Penric scratched his head and smiled. “I quite see that. You do?”

“What?”

He coughed. “Nothing.”

She grew graver. “I hate all this madness. But I can’t help thinking about what it might have been like for Adelis if there had been no one loyal to him here, in this extremity.” Would his tormentors have just cast him blinded into the street? The like had happened to other traitors. “I’m frightened all the time, yet I can’t wish myself elsewhere.”

“Frightened?” His brows flicked up. “Surely the worst is done, over.”

It was her turn to shrug, mute with the weight of her dread. “Dying is easy. Surviving is hard. I learned that with Kymis.” And no wonder she’d been thinking about her late husband so much these past few days, like a healed scar broken open again. “What will we do in the after?”

“That…” Penric sank back, sobered. “That is actually a very good question, Madame Khatai.” And, mumbled under his breath: “About time somebody asked that one, Pen.” He shook his head as if to clear it, and went on, “I am reminded. If Arisaydia is to be up and moving about, I want to devise some sort of protective mask for his upper face that we can easily take on and off. Line the back with gauze that I can soak with healing ointment, or change out and keep dry and clean, as needed.”

“I think I might have something that would do. I’ll look for it and bring it to you.”

He nodded.

Somehow, while they were talking, she had emptied her plate. She drained the last of her beaker and studied the young physician. Abruptly, she decided he deserved to be warned. “I suspect there is a spy in my household.”

He choked on his wine, coughed, mopped his lips. “Oh?” he squeaked, then finally cleared his throat and dropped his voice to its normal timbre. “What makes you say that?”

“The night before Adelis was blinded, I had devised an escape.

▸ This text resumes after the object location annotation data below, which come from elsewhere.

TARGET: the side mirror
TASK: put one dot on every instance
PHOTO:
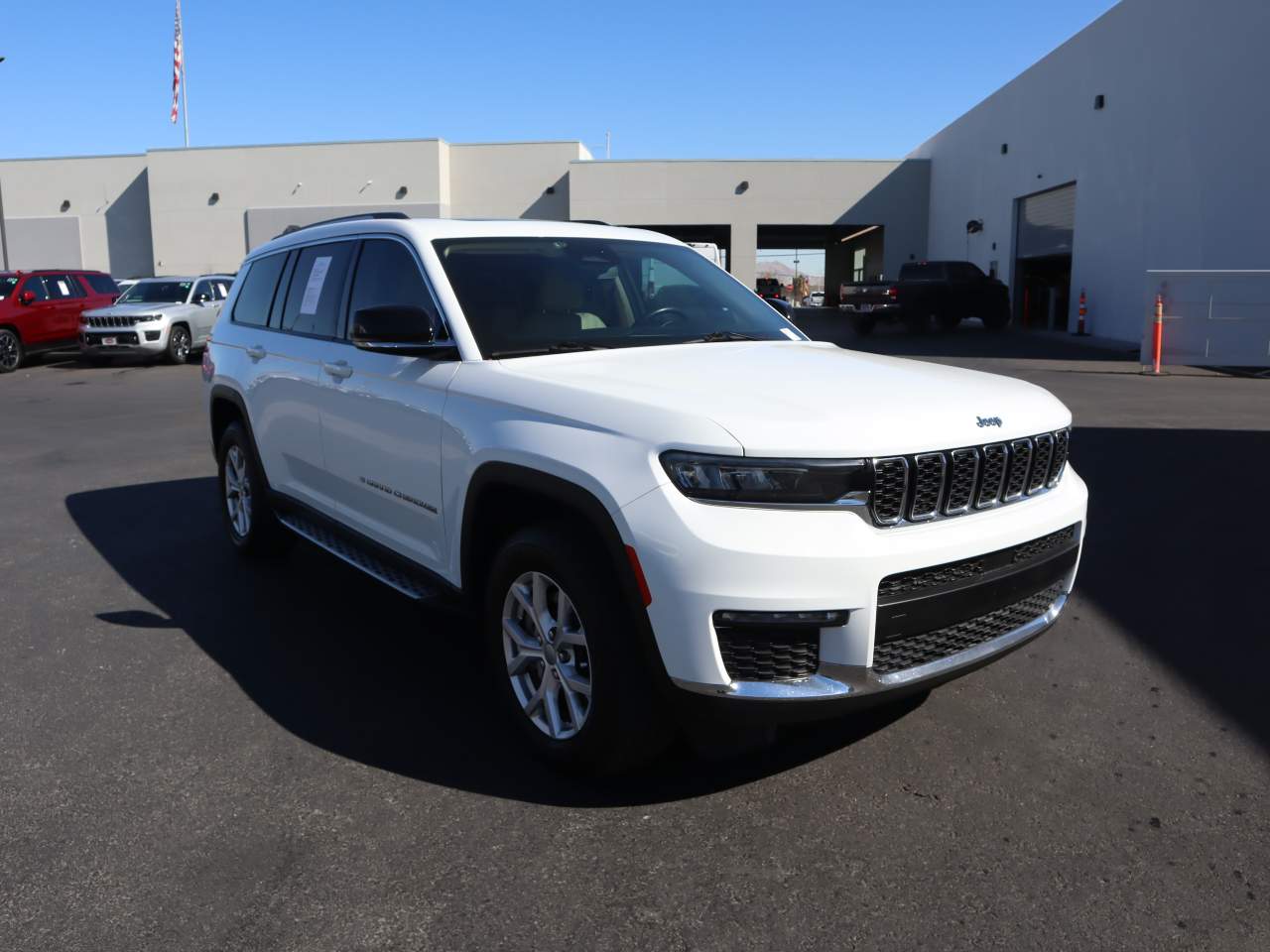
(398, 329)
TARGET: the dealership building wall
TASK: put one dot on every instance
(1170, 175)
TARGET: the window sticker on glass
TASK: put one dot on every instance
(313, 290)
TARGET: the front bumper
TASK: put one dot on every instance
(701, 558)
(146, 338)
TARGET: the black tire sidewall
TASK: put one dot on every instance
(615, 734)
(17, 343)
(172, 344)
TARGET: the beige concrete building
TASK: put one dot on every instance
(200, 209)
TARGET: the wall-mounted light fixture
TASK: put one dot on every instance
(857, 234)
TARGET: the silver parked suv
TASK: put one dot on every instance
(158, 316)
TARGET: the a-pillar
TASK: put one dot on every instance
(743, 254)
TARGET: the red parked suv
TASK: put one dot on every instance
(40, 309)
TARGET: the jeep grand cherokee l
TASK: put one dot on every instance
(663, 500)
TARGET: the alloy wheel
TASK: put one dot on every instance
(238, 492)
(547, 654)
(9, 353)
(181, 344)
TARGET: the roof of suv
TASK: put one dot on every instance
(423, 230)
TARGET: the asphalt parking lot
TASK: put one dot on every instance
(200, 754)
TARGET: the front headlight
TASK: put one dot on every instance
(737, 479)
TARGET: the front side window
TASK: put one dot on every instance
(258, 287)
(388, 275)
(157, 293)
(317, 287)
(536, 295)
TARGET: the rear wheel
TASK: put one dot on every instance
(10, 350)
(567, 665)
(178, 345)
(253, 529)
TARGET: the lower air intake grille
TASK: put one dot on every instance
(770, 655)
(944, 643)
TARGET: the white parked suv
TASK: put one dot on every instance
(665, 502)
(166, 317)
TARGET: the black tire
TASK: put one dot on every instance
(10, 350)
(262, 535)
(178, 344)
(622, 724)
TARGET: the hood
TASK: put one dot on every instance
(808, 398)
(132, 309)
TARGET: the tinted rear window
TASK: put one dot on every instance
(102, 284)
(317, 290)
(921, 272)
(258, 286)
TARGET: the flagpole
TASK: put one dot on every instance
(185, 82)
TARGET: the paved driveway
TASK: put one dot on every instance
(199, 754)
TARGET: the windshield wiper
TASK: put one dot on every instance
(716, 336)
(563, 347)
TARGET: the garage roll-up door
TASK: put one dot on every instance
(1047, 222)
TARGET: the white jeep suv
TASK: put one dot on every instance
(164, 317)
(663, 500)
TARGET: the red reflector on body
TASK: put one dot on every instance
(639, 576)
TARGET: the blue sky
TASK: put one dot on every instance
(674, 80)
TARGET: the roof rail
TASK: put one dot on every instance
(293, 229)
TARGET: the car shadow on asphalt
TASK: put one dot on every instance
(357, 669)
(1175, 555)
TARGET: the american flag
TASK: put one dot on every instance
(177, 55)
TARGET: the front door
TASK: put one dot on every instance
(381, 416)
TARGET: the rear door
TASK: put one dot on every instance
(381, 416)
(281, 382)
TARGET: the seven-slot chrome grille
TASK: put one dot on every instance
(926, 486)
(112, 321)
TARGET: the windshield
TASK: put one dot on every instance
(155, 293)
(532, 295)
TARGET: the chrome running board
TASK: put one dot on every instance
(359, 557)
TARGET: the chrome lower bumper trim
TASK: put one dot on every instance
(837, 680)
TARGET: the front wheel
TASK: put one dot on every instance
(253, 529)
(178, 345)
(10, 350)
(564, 657)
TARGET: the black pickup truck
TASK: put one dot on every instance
(944, 293)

I had mounts and a groom secreted near the prison. It was all for nothing, because Adelis refused to come with me. Which was also for nothing, as it proved, but anyway, my horses and servant were taken even before I left Adelis’s cell, and soldiers were waiting in ambush for us at the entrance. They didn’t even bother to arrest me. But someone had known my arrangements, and passed the news along, and it wasn’t the jailer I’d bribed. I’ve not seen the groom since, so it could have been him, or any of the other servants who fled. Or it could have been one who stayed. I don’t know.”

“I see. How very uncomfortable for you.”

“It’s maddening, but it seemed the least of my worries at first.” She frowned at him. “I don’t know if any of this could follow you home, Master Penric. Perhaps, like me, you are too small a mouse for their appetites. But I should not wish to see you suffer for helping us. So, I don’t know… be discreet?”

“I did know what I was getting into before I came,” he pointed out kindly. “More or less.”

“But still.”

He waved a conceding hand. “As you say, still. I will undertake to be a very demure mouse.”

She stared at him, thinking, There’s a hopeless plan. But at least she’d tried.